I looked down the dark, but there was nought except the servant in the light of the hanging lamp, holding the curbs of the two horses that leaped and reared with nervous limbs and fiery eyes behind him.

“Is it horses?—­steeds?—­oh, bridles!”

“But thou’rt a very dunce!  The last syllable is groom.”

“Oh!”

“Now you shall see the embodiment of the whole word”; and with the step he was before the glass again.  “Look!” he said; “look from under my arm,—­you are just as high as my heart!”

“Why, that’s you, Angus,”—­and a gleam was dawning on me.

“Of course it is, little stupid!  No less.  And it’s bridegroom too, and never bridegroom but with this bride!” And he had turned upon me and was taking me into his arms.

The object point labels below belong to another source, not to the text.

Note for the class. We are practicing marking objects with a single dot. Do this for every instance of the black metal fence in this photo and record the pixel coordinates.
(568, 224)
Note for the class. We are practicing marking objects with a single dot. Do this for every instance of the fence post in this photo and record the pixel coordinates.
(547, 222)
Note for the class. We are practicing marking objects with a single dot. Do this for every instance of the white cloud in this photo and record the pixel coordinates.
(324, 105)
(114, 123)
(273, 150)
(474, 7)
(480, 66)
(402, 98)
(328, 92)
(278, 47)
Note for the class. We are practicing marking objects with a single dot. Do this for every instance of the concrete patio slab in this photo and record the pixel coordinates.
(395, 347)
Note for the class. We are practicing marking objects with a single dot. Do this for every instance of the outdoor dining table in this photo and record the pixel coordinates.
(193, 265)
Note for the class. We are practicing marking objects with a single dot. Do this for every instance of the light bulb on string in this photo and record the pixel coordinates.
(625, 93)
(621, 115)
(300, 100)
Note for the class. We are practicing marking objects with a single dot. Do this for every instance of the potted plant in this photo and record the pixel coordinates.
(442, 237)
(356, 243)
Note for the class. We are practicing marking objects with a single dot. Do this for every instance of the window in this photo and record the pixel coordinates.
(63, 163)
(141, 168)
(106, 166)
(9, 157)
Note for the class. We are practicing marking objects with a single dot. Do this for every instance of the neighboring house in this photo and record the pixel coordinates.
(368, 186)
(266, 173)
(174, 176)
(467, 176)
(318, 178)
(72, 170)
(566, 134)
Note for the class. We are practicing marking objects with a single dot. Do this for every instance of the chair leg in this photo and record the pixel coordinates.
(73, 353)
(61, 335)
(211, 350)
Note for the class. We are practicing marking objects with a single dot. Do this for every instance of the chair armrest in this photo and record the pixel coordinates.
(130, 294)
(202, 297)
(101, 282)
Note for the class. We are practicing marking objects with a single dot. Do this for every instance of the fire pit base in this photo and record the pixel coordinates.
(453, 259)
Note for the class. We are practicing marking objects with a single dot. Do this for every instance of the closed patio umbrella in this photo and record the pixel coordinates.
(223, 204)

“Oh, Angus!” I cried,—­“can you love me with no place on my face to kiss?”

But he found a place.

“Can I help loving you?” he said,—­“Oh, Ailie, I do!  I do—­when all my years you have been my dream, my hope, my delight, when my life is yours, when you are my very self!”

And I clung to him for answer, hiding all my troubled joy in his breast.

Then, while he still held me so, silent and tender, close-folding,—­there rose a great murmur through the rooms, and all the people surged up to one end, and Margray burst in upon us, calling him.  He drew me forth among them all, his arm around my waist, and they opened a lane for us to the window giving into the garden, and every eye was bent there on a ghastly forehead, a grim white face, a terrible face, pressed against the glass, and glaring in with awful eyes!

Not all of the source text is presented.